Drink lots of water, get as much sleep on the plane as possible (no matter the time of take-off), and then be ruthless about sticking to your new time zone. Then, when that inevitable sleepless night comes (as a chronic insomniac, I can pretty much expect it at this point), I bring packets of Moon Juice's Dream Dust to mix into warm milk to help me fall asleep, as well as melatonin pills. I also prefer to keep my travel days packed so there isn't time to think about exhaustion. On a normal day of travel, I'm out and about from 7 a.m. to midnight. But don't underestimate a short time difference—I'm a firm believer that a four-hour change is worse than a fourteen-hour change. Most importantly, be honest with yourself. I know that I'm always wrecked the day after a cross-country red-eye, so I don't book them anymore, even if it means losing a few hours at my destination—better than losing an entire day!

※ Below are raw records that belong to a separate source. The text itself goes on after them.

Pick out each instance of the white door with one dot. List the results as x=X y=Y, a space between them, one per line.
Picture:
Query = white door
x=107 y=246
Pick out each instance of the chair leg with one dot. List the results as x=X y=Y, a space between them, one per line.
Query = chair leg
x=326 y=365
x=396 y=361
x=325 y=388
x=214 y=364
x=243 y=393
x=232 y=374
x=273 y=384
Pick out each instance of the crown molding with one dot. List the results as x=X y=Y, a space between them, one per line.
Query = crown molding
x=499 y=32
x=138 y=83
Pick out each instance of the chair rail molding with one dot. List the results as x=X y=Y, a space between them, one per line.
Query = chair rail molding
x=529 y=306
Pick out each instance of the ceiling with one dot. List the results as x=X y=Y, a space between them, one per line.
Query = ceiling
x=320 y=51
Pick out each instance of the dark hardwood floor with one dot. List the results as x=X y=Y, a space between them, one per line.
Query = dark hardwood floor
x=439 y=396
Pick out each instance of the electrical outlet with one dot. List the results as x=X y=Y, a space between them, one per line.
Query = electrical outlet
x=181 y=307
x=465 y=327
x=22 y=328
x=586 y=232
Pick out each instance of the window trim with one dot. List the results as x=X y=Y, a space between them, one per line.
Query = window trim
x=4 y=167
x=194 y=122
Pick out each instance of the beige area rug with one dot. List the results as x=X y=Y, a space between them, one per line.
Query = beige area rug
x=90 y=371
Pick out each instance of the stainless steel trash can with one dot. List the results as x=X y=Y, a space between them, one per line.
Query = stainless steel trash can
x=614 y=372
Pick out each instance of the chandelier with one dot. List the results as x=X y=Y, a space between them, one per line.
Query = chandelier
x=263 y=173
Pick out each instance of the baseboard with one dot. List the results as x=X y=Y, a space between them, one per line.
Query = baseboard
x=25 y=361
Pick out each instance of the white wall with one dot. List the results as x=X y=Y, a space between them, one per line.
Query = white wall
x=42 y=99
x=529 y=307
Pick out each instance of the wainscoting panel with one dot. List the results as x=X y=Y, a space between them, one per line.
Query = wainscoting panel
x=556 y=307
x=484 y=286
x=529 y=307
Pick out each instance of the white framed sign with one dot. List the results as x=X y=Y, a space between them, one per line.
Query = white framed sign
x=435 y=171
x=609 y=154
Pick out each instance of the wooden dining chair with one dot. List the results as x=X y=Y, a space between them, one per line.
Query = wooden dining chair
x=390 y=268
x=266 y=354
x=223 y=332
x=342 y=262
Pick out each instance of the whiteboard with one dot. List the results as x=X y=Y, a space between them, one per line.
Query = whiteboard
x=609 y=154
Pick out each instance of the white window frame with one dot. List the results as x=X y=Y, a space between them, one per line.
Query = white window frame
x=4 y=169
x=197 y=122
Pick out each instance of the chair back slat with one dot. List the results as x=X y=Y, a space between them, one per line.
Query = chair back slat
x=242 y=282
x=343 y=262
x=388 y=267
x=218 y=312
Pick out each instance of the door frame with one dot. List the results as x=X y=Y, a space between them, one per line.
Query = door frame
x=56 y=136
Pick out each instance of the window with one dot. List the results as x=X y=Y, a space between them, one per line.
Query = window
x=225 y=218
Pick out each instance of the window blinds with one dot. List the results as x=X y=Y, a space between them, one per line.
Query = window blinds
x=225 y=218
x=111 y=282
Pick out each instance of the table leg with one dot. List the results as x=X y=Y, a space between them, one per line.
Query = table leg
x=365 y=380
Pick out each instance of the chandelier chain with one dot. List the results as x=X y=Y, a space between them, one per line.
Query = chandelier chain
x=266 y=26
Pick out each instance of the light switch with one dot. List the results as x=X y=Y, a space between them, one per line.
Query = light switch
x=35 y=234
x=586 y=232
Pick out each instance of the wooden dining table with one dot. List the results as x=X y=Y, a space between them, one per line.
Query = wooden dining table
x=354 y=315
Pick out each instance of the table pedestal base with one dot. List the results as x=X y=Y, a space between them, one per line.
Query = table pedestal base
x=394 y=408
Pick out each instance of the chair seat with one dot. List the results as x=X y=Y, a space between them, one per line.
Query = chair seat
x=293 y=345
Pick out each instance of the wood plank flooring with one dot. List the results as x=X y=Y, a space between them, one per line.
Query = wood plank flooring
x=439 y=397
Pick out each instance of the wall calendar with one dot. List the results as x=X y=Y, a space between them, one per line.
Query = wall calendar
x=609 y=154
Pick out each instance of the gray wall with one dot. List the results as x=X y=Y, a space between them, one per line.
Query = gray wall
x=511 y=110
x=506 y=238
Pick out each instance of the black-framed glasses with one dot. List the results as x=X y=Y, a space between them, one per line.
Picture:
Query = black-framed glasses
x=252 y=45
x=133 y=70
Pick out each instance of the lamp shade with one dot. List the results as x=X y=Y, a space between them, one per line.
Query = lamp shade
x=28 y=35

Buying a good travel pillow truly changed the game for me. I've owned several different travel pillows in my lifetime, but they never really worked for me. I could never actually sleep because they weren't firm or supportive enough. A few months back, I was taking a red-eye from LAX, and snagged the only travel pillow available at the closest shop to my gate, and it has changed my life. The pillow I bought is super thick, gives great neck support and allows me to sleep like a baby, even in a middle seat. I have not left the house for a trip without it since I bought it, even for short flights because it makes such a difference. Best impulse airport purchase, ever.
As someone who doesn't need a lot of sleep to feel energetic, I don't typically struggle with jet lag too much. However, when it does hit me, I try to roll with it and not beat myself up for it. Just as a sleepless night spent tossing in bed at home can cause frustration, jet lag causes a multitude of emotions like guilt, irritation (especially if you're traveling with someone else!), and even anger. But I find that if I walk into a vacation not expecting things to transpire in an ultra-specific way—especially during the first few days when you're adjusting to a new place in more ways than one—then I can make the most of and enjoy whatever opportunities I do have to be awake and explore.
I'm going to keep my tip short: The day you depart, shift your internal clock and behavior so it matches with the time zone you're visiting. Get on their schedule before you arrive, keep that schedule.